When the retreat ends, I help put things away and don’t see Gerald again. I doubt I ever will, presuming that from his view, he’s heard the confessions of a religious nutcake, bisexual serial animal killer, hiding in Rhode Island. I smile inwardly at the scenario of Gerald fearing he’ll see my photo on an internet Wanted site and that his conscience will drive him to turn me in and be a witness at my arraignment.
I, though, can drive home in light hearted peace, having finally begun to uncover the cesspool of guilt that has festered in my soul for years. I had just voiced, in laundry list fashion, various acts of mindless violence. I heard these actions in their raw ugliness, voiced them and saw horror in the eyes of a listener. I had admitted to arrogant disregard for the sanctity of life - both of animals and humans. I had faced the shame of ownership, without the softening of explanation or mitigating circumstances.

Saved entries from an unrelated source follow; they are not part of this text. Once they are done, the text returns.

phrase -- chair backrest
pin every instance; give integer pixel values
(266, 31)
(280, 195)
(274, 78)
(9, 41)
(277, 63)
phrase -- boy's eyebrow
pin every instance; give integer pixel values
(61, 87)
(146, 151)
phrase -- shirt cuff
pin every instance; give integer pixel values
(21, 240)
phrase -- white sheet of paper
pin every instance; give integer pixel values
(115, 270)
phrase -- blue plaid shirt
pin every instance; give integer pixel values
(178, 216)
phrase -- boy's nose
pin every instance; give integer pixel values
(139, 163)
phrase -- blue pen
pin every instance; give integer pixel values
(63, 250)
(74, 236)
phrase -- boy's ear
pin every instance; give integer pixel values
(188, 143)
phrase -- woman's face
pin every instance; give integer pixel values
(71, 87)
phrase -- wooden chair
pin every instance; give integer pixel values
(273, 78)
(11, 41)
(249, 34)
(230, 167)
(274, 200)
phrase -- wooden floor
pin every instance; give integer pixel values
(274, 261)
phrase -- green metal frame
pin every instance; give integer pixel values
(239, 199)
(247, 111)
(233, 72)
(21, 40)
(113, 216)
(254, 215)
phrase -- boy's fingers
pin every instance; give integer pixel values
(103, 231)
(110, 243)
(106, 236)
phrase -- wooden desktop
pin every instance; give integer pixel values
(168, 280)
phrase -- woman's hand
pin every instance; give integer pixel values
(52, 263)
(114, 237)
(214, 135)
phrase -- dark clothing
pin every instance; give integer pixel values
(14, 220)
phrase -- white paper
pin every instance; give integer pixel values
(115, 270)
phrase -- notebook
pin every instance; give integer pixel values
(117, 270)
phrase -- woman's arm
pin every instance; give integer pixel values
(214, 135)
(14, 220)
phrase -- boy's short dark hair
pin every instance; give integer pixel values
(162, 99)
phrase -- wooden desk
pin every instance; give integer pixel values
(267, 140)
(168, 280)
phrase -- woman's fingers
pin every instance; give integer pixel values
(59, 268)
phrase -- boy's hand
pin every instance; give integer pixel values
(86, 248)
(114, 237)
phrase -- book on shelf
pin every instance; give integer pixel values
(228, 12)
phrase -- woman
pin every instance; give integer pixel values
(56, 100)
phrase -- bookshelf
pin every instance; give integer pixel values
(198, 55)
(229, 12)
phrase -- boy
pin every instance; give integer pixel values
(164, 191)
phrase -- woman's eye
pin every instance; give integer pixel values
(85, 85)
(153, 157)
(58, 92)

This stream of confessions surprised me with its ferocity as it vomited from my depths. It was grace in action. I had finally begun to honestly view my past, to claim it, as the mosaic of my own personal choices. I saw with searing clarity that the offensiveness I was now openly confronting basically sprang from my need for outward control because within there was only chaos, not a shred of recognition that there was anyone in there.